Both songs embroidered her 2006 debut EP and were reprised here on this album.

The singer's salient song sequencing finds Hometown, replete with Gerry Hale on fiddle and mandolin, preceding melancholic positive love paean Miss You Much and the joyous Naughty Girl.


"You only kiss me when you are drunk/ you only hold me when you are sad/ only do it when you are lonely/ say that I'm your one and only." - You Only Kiss Me When You Are Drunk - Susan Lily Hutchinson.

Norton also lured Michael Christiano, aka Christian of Fisk & Christian, to play guitar and dobro on Not Today.

The younger Gary Young, not the Daddy Cool, Falcons and Leslie Avril drummer but the Scarecrow singer, enlivens four songs including the title track as guest guitarist.

But this is more a joint venture between producer and protégé - weather metaphors are tossed into the blender in A Little Rain and metamorphosis in Butterfly.

That may be better use of our alphabet middle letters than melancholia of You're Not Here (Sunrise) and lachrymose lava of Feels So Strange.

But just as the listener reaches for the levity button there's movement at the station on the uplifting recovery of Mountaintop and the Christiano dobro daubed Not Today.

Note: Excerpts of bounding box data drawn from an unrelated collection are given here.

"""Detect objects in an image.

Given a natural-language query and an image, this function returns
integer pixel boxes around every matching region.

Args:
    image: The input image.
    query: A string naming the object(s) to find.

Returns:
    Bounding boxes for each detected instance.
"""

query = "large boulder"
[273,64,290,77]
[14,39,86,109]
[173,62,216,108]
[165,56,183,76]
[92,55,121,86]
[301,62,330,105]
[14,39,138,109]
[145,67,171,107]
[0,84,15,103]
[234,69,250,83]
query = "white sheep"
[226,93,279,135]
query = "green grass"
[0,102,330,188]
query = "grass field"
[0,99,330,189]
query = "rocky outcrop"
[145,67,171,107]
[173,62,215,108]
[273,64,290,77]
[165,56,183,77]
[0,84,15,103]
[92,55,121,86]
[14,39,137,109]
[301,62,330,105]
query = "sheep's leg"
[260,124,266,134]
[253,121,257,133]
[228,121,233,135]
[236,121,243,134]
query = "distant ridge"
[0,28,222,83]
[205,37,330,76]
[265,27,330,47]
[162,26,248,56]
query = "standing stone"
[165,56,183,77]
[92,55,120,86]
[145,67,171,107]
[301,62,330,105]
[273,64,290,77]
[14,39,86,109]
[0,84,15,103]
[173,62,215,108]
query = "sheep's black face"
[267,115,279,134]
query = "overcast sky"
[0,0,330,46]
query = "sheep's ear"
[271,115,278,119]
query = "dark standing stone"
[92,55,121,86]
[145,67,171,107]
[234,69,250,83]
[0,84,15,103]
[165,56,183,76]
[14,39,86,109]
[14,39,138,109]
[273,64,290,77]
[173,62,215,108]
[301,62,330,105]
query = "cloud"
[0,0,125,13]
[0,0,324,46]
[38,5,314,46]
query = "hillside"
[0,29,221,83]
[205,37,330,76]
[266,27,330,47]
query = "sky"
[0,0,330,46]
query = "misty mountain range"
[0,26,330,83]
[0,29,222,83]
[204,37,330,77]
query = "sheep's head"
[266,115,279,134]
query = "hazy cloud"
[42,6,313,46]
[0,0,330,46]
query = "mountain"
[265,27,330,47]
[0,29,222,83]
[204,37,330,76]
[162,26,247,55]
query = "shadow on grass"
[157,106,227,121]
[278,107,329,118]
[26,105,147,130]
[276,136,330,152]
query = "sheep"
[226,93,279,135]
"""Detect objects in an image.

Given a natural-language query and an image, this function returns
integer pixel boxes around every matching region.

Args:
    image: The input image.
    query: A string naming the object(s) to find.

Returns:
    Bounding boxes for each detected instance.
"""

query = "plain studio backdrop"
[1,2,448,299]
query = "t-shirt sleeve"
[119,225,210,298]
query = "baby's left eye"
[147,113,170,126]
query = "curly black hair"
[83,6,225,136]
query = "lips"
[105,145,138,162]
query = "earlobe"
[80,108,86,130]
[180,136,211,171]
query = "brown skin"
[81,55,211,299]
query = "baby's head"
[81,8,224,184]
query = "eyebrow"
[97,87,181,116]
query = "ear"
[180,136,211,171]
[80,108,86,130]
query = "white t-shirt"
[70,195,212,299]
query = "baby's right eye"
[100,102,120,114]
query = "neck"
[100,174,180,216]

The singer finishes on a high note with the riveting So Right So Wrong and the hedonistic and assertive You Only Kiss Me When You Are Drunk.

Lily's longevity will depend on community radio and TV - and equally importantly live performances.

Unlike many peers she has a post graduate degree in Radiography from Sydney University after earning her stripes at Charles Sturt University in Wagga-Wagga.

She follows a daytime career as a medical imaging technologist but is unlikely to revert to a previous role as stand-up comedienne.

That is unless she feels the need to make pithy presentations to medical conferences or maybe record company boardrooms.